I helped my dad gather 400 mother cows one morning when I was about 14. We were going to hold them in a large pen until we could ride through and look for sick or crippled animals, at which time we would release them into a new pasture. As we approached the holding pen the cows started picking up speed, running, jumping and acting like a bunch of young heifers. Cows don’t usually run into a pen or enclosure with that much enthusiasm. We sat there on our horses, a dumfounded look on our faces. As the dust cleared we realized we had forgotten to close the gate at the other end of the corral and the whole herd  had escaped out the other end, running and bucking and scattering to the four winds. All that work for naught.  

This must be how the Idaho Fish and Game feels about trying to kill all the fish in Lake Pend Oreille. A lake with 111 miles of shoreline, Pend Oreille was Idaho’s premier fishing lake, the most diversified of all the lakes in Idaho and with enough room for all species. 

But several years ago, when its shores were covered with pink, spawning Kokanee, someone got the bright idea of harvesting these fish for market and Fish and Game were sold on the idea. Fish were harvested by the net-full;  then sport fishermen complained they could only catch 200 a day, then down to 40 twice a day. Boats were circling like Indians on a wagon train in front of Trestle Creek, hauling in fish twice a day, smoking and canning them and taking them down to Arizona and California and trading them for Houha. 

Then the word was sent to Boise that there were only two Kokanee left in Lake Pend  Oreille and one of them was gay. A hush-hush meeting was held in Boise by Fish and Game and after going over all their maps it was discovered that Lake Pend Oreille was indeed in North Idaho. “All this time I thought it was in Canada,” one high-up official said. 

“The world record Bull Trout and the world record Kamloops Rainbow was caught there; are you sure it’s in Idaho? Find a fisheries biologist who has gone to school out of state and put him in charge of cleaning up that mess.” And as for asking the public what they’d like to fish for: “Are you crazy?” said the biologist. “These people are uneducated commoners. They don’t know what is good for them. Besides, my brother-in-law likes Kokanee, so we will reestablish Kokanee. These are the little red fish, right? But first we need to do a study. We will catch all the fish in the lake and tag them so we’ll know how many of each kind we have to work with. If that doesn’t work we will send out cute college girls in short shorts to wait for fishermen at boat ramps and they can ask what fish were caught that day. I mean, really, what fisherman would lie to a cute collage girl?” 

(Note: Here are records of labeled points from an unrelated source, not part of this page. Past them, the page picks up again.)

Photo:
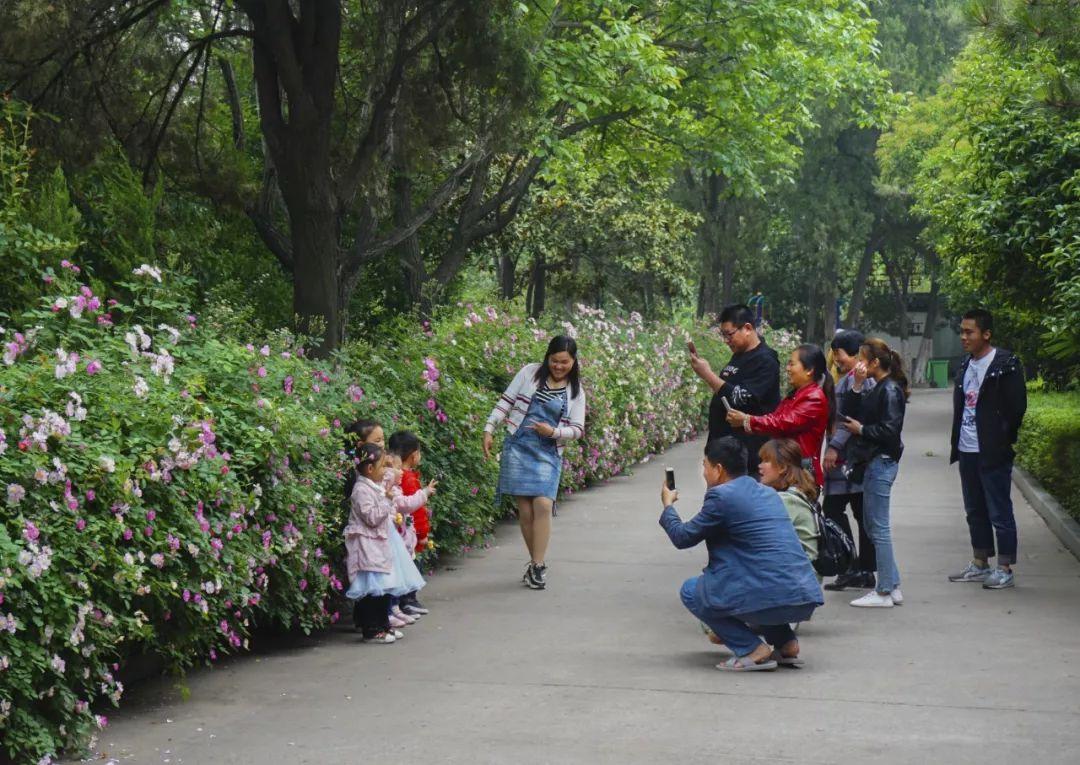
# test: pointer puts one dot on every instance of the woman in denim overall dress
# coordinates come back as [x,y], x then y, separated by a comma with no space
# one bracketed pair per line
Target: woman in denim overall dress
[543,407]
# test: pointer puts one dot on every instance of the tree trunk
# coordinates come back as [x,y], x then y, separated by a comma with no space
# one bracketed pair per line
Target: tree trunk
[508,268]
[319,296]
[539,286]
[709,294]
[295,80]
[414,272]
[711,291]
[862,278]
[728,284]
[927,346]
[812,308]
[832,314]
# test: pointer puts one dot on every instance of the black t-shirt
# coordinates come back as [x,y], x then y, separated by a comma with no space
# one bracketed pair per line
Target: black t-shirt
[752,386]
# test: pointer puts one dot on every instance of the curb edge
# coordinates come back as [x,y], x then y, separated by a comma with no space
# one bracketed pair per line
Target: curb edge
[1053,514]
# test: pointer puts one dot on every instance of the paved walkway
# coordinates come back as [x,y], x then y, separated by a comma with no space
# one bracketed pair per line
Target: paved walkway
[606,667]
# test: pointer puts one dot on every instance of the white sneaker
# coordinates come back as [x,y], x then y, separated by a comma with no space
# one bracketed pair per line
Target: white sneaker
[873,600]
[381,639]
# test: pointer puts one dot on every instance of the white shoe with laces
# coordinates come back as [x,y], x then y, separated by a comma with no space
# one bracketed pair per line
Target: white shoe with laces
[874,600]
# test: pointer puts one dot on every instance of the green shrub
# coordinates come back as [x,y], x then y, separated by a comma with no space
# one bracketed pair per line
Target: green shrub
[1049,445]
[167,488]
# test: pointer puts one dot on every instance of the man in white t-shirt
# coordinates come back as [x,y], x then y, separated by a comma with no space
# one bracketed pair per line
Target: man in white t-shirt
[988,404]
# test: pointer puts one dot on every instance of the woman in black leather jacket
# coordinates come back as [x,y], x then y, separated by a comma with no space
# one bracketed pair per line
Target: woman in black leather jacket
[877,421]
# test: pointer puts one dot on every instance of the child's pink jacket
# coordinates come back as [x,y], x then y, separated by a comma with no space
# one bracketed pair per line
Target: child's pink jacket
[366,535]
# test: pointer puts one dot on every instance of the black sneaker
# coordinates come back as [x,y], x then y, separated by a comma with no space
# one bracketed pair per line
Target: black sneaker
[865,580]
[535,577]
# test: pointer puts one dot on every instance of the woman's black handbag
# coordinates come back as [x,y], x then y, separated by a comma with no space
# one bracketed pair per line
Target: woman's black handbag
[836,552]
[858,454]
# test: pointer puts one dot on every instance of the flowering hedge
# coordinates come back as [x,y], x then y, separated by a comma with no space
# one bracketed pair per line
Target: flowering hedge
[169,490]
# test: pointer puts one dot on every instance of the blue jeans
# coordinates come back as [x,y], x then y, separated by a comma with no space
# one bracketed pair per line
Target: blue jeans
[740,631]
[987,500]
[877,487]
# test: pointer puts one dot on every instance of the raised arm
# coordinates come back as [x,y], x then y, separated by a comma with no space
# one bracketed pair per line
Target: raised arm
[408,504]
[791,418]
[577,416]
[687,534]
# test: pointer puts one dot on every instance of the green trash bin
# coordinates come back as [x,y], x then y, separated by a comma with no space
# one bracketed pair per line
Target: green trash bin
[937,373]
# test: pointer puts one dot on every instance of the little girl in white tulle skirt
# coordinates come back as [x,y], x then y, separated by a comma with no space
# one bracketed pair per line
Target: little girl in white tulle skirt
[378,565]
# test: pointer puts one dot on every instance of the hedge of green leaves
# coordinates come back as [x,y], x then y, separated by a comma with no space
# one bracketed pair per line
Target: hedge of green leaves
[169,490]
[1049,445]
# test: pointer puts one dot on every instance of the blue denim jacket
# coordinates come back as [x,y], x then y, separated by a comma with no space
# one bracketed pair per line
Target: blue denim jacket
[755,558]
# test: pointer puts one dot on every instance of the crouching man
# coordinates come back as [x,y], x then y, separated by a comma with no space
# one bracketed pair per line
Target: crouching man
[758,579]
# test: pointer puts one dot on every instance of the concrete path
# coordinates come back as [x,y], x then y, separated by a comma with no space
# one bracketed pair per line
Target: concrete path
[606,667]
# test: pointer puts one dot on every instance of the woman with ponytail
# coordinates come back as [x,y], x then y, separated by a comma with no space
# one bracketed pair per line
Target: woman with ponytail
[876,423]
[808,412]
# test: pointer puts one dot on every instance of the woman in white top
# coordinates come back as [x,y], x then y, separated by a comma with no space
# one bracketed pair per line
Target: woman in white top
[543,407]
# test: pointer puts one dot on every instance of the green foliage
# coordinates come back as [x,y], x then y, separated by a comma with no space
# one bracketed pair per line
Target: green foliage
[1049,445]
[170,490]
[994,172]
[34,228]
[606,241]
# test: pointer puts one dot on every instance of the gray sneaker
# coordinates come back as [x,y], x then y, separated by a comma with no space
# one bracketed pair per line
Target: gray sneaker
[972,573]
[1000,579]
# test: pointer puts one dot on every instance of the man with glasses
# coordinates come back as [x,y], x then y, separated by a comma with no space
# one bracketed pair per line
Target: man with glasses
[750,383]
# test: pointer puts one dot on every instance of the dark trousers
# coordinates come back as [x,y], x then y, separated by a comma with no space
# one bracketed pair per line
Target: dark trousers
[834,507]
[987,501]
[372,615]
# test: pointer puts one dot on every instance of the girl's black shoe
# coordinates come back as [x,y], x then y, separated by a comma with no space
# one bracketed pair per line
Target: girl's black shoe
[535,576]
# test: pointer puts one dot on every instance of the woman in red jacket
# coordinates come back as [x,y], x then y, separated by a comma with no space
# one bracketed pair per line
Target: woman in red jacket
[808,412]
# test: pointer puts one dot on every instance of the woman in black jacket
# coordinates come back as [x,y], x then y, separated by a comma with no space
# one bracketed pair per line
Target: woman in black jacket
[877,420]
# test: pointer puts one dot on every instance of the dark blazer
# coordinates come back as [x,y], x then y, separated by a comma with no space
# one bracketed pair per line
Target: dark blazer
[755,558]
[1002,401]
[881,411]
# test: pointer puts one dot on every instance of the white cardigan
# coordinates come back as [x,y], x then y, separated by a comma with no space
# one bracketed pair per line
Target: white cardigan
[514,405]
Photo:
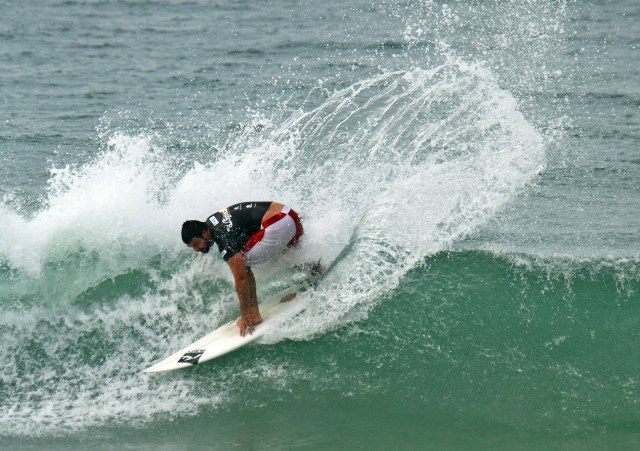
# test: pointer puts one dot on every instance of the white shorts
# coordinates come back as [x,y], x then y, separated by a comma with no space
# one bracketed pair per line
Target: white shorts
[276,235]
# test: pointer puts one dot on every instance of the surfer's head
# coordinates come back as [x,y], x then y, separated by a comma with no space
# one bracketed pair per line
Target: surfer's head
[197,235]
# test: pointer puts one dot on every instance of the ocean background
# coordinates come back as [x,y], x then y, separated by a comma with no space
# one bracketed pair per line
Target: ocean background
[472,166]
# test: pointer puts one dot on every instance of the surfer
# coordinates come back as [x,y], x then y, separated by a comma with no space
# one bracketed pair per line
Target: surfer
[247,234]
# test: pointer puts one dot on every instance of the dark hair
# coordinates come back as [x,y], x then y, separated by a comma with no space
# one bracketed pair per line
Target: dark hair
[192,229]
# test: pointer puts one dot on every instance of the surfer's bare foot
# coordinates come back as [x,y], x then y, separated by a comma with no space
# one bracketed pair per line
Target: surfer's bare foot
[288,297]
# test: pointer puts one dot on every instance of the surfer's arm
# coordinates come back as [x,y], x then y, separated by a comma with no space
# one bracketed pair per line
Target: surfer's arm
[245,284]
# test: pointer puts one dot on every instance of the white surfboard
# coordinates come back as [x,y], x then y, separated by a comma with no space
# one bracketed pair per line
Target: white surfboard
[227,338]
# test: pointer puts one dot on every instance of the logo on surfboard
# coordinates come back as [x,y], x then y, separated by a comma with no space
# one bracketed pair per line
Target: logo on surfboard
[191,357]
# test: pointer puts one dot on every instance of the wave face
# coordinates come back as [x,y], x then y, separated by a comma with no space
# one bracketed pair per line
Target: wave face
[394,168]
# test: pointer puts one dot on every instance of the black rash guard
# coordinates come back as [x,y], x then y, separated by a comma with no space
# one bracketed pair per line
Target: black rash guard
[232,227]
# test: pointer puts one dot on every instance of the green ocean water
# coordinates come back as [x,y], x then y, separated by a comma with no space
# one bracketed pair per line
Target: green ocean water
[472,166]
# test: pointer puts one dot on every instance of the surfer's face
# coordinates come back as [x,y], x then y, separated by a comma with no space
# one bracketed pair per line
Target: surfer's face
[200,245]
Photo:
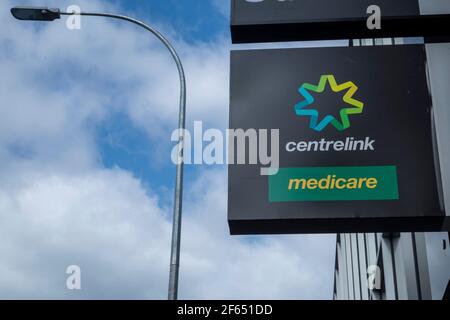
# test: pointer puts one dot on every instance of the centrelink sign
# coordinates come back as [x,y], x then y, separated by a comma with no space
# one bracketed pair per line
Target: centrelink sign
[356,141]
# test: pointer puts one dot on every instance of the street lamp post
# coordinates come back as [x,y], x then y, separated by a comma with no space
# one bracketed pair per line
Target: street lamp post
[46,14]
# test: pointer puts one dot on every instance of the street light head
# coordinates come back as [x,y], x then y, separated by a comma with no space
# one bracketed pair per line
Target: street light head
[35,13]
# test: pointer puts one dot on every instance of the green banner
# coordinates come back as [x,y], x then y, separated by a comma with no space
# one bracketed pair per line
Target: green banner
[334,183]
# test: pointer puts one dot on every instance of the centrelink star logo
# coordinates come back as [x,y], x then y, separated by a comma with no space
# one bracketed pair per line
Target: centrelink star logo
[340,124]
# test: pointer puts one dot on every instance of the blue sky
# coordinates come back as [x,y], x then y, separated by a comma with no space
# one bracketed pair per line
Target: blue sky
[86,176]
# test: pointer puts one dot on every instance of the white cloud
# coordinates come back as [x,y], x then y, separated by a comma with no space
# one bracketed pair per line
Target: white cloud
[59,206]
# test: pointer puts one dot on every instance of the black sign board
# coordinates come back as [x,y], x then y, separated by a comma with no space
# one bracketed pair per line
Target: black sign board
[355,141]
[291,20]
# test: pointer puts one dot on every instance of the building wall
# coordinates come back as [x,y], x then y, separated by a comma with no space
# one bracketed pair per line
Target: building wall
[410,265]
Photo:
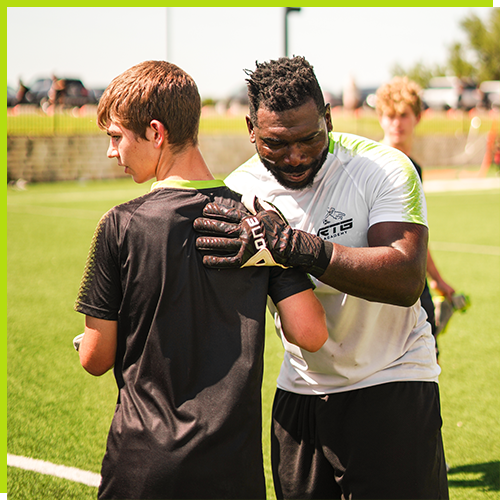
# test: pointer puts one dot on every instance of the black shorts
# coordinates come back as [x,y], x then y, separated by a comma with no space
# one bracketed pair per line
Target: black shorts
[382,442]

“We caught 87 of those funny looking ones with spots and 42 bottom feeders,” one said, “and do the ones that got off the hook count? And by the way, is there a limit on ugly fish with teeth?”  

Well, after years of study and doing all that research, the analysis was, “Screw it, we will kill all the fish in the lake and start over.”

“Good idea,” said the head of fisheries. “I knew that college education would pay off.” Turns out the lake is to deep to seine, and they kept losing biologists. “How are we going to catch all those fish? We don’t have anyone left from the old days who knows how to net fish.”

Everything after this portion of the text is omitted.